C'mon, you saw how McCain actually physically embraced Obama at each debate. As if he were saying hi to his own long-lost son. It wasn't a cordial handshake, like Bush-Gore or Bush-Kerry. You could tell those guys felt good honest detestation for one another. John never got tough with Barack. Like a pasty-faced white man, he was terrified of being labeled a racist. Where were the Swift Boat attacks? Reverand Wright, Bill Ayers, Obama's probable non-American birth, his muslim early upbringing, ACORN et al. were ammunition in the breach of Republican heavy artillery, but John wouldn't pull the trigger. Instead he pulled that silly stunt, suspending his non-campaign and returning to DC to solve the financial crisis. And a fine job he did.
Barack never got real tough with John either, did he? He knew he didn't have to. No one was really challenging him but Hannity, Limbaugh, Coulter and other conservative talkers who Middle America thinks are loons. On the other side was Hollywood, the entire liberal media complex, the Soros fortune, foreign leaders and followers alike. What chance did poor ol' John have against this avalanche of Obama support? None. He preferred being labeled a loser than a racist. It's not easy running against The One, against someone canonized by Oprah. John was running against a certain amount of white guilt. This, more than anything, was Obama's ace-in-the-hole.
Other anomalies? How else can you explain John's selection of Sarah Palin as his running-mate? He knew he would lose. So he got someone young, with lots of energy to go on the stump. Someone he figured could actually gain something from the campaign. Someone who wasn't ready now but who would learn and get smart and be ready next time. John really is a good man viewed from that particular decision. I'm not sure Sarah was clued in however.
And yet. And yet... Obama didn't win by 40 percent. Or even 20 percent. Maybe ten. In the end, without trying too hard, the Republican candidate did better than the Party probably expected. Voters were disgusted with Bush and the Republicans, but many of these same people were leery of The One. And, what the heck, Sarah emerged as an up-and-coming force in the Republican Governor's Conference.

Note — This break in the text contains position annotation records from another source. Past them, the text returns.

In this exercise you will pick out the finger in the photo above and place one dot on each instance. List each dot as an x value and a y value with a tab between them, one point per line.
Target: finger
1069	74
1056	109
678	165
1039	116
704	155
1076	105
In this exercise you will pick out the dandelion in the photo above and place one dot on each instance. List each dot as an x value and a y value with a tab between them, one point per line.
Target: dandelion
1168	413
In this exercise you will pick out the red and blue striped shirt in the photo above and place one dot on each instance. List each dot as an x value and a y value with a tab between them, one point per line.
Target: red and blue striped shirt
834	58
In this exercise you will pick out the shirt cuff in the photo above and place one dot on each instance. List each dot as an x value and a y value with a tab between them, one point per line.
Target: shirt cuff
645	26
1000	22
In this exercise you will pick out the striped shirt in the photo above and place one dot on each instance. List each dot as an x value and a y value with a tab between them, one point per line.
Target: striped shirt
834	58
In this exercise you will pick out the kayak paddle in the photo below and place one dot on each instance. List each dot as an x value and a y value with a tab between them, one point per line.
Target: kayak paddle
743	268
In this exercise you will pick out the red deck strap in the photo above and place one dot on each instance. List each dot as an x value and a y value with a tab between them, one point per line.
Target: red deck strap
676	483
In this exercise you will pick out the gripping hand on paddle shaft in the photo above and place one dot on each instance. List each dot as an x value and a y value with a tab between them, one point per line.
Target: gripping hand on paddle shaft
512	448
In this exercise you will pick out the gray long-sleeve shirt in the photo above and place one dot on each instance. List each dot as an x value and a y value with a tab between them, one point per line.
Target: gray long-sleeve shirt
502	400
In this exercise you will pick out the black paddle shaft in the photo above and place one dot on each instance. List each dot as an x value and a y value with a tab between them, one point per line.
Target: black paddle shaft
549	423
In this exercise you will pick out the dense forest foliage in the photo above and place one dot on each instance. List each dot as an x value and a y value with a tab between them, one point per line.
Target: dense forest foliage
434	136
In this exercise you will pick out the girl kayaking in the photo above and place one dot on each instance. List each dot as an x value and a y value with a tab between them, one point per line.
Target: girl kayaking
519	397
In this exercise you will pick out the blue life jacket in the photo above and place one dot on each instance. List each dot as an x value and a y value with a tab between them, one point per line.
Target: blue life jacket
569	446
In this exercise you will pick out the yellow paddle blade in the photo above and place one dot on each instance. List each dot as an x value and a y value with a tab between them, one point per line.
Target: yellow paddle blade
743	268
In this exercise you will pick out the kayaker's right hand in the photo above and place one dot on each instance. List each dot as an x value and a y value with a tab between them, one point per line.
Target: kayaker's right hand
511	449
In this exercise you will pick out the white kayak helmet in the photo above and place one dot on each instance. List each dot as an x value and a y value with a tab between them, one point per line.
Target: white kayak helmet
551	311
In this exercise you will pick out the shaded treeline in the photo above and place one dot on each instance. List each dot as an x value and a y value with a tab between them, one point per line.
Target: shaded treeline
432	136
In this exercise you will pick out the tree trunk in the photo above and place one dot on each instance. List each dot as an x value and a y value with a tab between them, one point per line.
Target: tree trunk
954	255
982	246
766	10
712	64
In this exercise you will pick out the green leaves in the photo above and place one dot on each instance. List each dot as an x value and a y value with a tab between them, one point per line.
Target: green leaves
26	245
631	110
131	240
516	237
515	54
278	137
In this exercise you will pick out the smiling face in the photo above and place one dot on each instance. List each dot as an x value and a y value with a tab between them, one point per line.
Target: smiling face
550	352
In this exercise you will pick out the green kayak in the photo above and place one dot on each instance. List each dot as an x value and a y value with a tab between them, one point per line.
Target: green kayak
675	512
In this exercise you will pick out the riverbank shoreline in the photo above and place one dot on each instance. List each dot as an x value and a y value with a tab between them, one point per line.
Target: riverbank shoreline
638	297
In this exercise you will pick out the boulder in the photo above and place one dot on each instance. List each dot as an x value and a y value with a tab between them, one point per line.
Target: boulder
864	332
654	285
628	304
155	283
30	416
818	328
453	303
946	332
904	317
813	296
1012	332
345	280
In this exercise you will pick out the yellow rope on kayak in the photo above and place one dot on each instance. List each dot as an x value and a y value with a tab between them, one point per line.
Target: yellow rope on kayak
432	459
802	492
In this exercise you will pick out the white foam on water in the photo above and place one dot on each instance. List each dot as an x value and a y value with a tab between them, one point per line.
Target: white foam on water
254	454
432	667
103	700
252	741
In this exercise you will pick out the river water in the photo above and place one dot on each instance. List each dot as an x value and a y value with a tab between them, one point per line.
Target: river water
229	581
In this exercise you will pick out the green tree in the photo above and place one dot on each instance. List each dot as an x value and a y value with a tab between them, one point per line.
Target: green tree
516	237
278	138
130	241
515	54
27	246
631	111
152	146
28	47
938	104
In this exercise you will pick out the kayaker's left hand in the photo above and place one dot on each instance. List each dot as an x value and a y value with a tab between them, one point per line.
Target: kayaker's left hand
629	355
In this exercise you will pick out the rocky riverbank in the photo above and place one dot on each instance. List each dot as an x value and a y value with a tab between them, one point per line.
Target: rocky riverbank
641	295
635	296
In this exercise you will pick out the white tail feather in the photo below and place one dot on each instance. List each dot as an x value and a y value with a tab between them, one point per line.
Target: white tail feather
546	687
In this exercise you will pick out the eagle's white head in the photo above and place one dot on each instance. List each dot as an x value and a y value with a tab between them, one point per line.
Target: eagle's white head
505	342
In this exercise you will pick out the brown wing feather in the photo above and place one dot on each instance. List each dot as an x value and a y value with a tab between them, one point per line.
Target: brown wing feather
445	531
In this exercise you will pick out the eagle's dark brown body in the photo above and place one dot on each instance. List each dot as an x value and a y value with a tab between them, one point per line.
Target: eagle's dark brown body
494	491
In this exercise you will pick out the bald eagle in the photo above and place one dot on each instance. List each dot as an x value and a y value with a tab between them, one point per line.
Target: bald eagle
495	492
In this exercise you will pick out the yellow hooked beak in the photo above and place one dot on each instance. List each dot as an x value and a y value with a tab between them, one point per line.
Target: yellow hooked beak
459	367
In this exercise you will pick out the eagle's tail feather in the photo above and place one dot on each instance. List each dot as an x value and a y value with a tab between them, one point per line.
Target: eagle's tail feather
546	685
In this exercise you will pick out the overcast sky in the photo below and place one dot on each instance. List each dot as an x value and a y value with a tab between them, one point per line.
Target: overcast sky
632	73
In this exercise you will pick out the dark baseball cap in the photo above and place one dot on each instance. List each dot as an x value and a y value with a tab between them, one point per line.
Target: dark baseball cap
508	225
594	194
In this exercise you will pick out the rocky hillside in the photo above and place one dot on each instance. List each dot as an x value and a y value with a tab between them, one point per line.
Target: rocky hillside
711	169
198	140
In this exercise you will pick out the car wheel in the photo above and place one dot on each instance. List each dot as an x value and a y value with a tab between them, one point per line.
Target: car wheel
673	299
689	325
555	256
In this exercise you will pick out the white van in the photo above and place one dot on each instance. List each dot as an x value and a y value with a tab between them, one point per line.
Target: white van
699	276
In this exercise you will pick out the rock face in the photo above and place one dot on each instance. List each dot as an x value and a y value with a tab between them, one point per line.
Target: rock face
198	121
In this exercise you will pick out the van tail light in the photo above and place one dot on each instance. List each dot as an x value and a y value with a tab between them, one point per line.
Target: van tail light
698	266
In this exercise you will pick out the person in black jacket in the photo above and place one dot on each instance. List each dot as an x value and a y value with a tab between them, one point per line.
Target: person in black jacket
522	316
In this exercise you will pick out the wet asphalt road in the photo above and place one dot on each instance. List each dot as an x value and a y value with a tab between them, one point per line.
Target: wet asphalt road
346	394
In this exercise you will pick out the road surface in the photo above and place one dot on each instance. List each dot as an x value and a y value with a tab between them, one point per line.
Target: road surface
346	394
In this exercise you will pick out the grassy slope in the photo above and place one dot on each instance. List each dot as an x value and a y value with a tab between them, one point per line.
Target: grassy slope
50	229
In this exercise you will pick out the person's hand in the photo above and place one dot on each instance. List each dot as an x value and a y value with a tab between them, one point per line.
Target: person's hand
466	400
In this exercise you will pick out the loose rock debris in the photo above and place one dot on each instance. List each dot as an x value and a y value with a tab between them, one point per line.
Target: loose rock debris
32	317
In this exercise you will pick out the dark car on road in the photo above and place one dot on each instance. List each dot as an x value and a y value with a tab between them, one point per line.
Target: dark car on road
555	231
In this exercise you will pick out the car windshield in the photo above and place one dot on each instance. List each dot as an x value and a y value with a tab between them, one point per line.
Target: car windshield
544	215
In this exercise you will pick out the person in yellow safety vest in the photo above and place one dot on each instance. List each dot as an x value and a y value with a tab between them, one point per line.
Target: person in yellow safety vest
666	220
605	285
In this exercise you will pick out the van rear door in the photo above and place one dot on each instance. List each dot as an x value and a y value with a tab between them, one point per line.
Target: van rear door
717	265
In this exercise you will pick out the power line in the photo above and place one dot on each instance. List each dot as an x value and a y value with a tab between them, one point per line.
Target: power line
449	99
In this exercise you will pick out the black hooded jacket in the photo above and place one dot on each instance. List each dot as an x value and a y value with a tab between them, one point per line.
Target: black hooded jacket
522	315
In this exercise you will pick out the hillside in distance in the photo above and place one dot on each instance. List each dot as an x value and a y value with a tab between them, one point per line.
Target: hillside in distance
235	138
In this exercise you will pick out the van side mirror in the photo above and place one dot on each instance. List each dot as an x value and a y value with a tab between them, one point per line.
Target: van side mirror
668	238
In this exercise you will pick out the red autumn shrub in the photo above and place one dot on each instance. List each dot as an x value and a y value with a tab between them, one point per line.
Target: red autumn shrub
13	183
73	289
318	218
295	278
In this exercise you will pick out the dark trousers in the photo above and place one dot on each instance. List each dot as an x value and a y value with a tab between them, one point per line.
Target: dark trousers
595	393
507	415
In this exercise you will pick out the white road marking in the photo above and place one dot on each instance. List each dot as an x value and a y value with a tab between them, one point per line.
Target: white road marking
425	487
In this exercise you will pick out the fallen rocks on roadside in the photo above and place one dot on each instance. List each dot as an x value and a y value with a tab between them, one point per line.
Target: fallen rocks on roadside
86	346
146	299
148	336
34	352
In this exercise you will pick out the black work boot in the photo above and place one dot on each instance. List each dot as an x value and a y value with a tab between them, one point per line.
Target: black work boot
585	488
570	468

If I'm right, look for McCain to wind up in an important post in the Obama administration. He may even switch to a seat across the aisle, give the Senate Democrats that veto-proof majority. One way or the other, John will do well for himself. But he let the rest of us down. How can you ask for our financial and moral support when you don't intend to fight for us!? It's not fair to us conservative folks. We feel like we have no one on our side. Maybe that's our clue. He doesn't care about us. He never did.
In the next presidential election cycle, four years from now... more probably eight years from now (gag)... who will remember any of these also-rans?
Joe the Plumber said more in one sentence than the rest of these dopes said in months and months of rhetoric.